Corra 25 a 45 minutos no ritmo do limiar anaeróbico.

Exemplo: Se o objetivo é fazer os 21 km em 1h45 (5min/km), faça o tempo run nesse mesmo ritmo.

Para os 42 km

Corra 40 a 60 minutos ligeiramente abaixo do limiar anaeróbico.

Exemplo: Se o objetivo é fazer os 42 km em 3h30 (5min/km), faça o tempo run entre 5min15 e 5min20/km

Para o treinador americano e colunista de RUNNER’S WORLD Jeff Galloway, o tempo run pode substituir um dia de treino intervalado de corrida ou ser uma sessão forte extra na planilha, para aqueles corredores mais experientes, como explica em seu Manual de Corrida. Segundo ele, se usá-lo no lugar de um intervalado ou fartlek, faça a distância programada do treino que está sendo substituído, mas, como sessão extra, procure fazer até um terço da distância da sua corrida para não se desgastar.

Seja como for sua aplicação, só não abra mão de se dedicar a esses ensaios. Ao se dedicar, você garante que sua apresentação nas pistas seja mais tranquila e, quem sabe, cheia de aplausos.

quinta-feira, 24 de fevereiro de 2011

O ritimo da Discordia....



Os mais puristas dispensam os fones. Acreditam que estar ligado ao que acontece ao redor é uma parte essencial da corrida. Mas o fato é que, a cada dia, aumenta o número de corredores que não imaginam dar um passo sequer sem o impulso de suas músicas prediletas. Em 2007, a Federação Norte-Americana de Atletismo proibiu o uso de aparelhos de som portáteis em seus eventos, chegando a retirar da pista 144 corredores na Maratona Twin Cities (de Minneapolis a Saint Paul) daquele ano. Depois, a medida foi suavizada – passando a valer apenas para atletas de ponta –, mas a discórdia entre fãs e detratores dos fones de ouvido continua. Entre seus defensores está o inglês Costas Karageorghis, psicólogo do esporte que estudou a influência positiva da música sobre atletas. Do lado oposto está o canadense Jim Denison, sociólogo do esporte e treinador. Ele acredita que o melhor mesmo é correr ao som dos seus próprios passos. Conheça agora os argumentos desses dois especialistas: os "prós" são de Karageorghis e os "contras", de Denison.

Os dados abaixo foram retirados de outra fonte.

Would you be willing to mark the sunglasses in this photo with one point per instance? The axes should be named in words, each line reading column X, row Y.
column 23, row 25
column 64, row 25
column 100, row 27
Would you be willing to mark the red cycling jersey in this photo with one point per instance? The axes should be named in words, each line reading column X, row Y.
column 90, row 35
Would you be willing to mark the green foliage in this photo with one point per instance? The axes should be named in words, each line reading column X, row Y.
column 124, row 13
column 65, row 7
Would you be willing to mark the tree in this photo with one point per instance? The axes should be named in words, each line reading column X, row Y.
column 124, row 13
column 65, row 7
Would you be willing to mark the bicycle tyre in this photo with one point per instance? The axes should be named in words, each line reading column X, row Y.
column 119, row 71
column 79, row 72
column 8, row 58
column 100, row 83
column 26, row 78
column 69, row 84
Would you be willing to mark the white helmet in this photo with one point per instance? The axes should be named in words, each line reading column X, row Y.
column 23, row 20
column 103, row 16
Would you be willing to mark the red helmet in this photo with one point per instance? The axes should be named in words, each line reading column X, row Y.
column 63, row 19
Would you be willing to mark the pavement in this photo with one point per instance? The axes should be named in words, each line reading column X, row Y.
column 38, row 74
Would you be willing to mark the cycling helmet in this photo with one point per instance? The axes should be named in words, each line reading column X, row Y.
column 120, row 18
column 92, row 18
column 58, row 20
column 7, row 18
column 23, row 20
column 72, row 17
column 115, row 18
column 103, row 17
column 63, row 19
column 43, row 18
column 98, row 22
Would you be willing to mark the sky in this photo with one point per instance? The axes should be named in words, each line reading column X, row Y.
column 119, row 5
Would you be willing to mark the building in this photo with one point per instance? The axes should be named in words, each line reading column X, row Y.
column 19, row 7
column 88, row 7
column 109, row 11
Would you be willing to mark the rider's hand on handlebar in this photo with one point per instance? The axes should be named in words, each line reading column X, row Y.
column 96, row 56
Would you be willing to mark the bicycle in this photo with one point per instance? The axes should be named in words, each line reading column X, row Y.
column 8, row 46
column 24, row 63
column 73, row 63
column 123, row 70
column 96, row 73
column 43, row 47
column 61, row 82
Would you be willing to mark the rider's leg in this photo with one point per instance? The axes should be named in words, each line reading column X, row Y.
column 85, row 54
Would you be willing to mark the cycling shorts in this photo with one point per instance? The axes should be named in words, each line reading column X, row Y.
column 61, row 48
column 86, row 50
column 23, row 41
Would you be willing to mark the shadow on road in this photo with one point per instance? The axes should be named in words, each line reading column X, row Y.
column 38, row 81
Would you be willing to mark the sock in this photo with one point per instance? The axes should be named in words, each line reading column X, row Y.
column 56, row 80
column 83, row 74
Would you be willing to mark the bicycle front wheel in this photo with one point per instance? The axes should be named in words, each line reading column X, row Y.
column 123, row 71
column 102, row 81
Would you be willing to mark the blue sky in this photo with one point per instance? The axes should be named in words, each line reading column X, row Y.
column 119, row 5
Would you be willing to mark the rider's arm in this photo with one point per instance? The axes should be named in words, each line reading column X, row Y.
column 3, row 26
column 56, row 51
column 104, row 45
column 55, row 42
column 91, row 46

Qual é a questão central em torno de correr ouvindo música?

PRÓ

Às vezes, a música pode fazer com que correr pareça mais fácil. Estudos demonstram que ela reduz a percepção de intensidade do exercício em cerca de 10%. Um estímulo externo como esse é capaz de literalmente bloquear alguns dos estímulos internos que tentam chegar ao cérebro, como mensagens sobre fadiga enviadas por músculos e órgãos. Quando essas mensagens são bloqueadas, a percepção de esforço do corredor é reduzida e você tem a sensação de que pode correr mais rápido e por mais tempo. Isso não ocorre em níveis altos de esforço — nesse caso, o cérebro muda sua atenção dos estímulos externos para os internos. A música também eleva aspectos positivos do humor, como entusiasmo e felicidade, enquanto reduz aspectos negativos, como tensão, cansaço e confusão. Por isso, ela pode ajudar no desempenho, já que trabalha na questão emocional do corredor.

CONTRA

Um problema importante é o fato de que ouvir música o distancia dos outros sons produzidos pelo ato de correr, como a respiração e o impacto das passadas, que são informações preciosas. Eles lhe dão um retorno sobre seu esforço. Correr ouvindo música também afasta a pessoa do ambiente em que ela está, o que pode ser perigoso. Você pode não ouvir um carro ou uma pessoa atrás de você, ou uma tempestade que se aproxima. No caso das provas, isso o isola dos outros corredores e impede que você ouça as instruções dadas pelos organizadores. Você andaria de carro ou de bicicleta com fones de ouvido? Provavelmente não — ou não deveria —, porque isso reduz sua atenção e aumenta seu tempo de reação. Eu quero que esses aspectos trabalhem a meu favor. Além de tudo, acredito que corredores podem se tornar dependentes de música. Pode-se chegar a um ponto em que você perde a noção daquilo que é realmente motivador para você, como a sensação de energização provocada pela corrida.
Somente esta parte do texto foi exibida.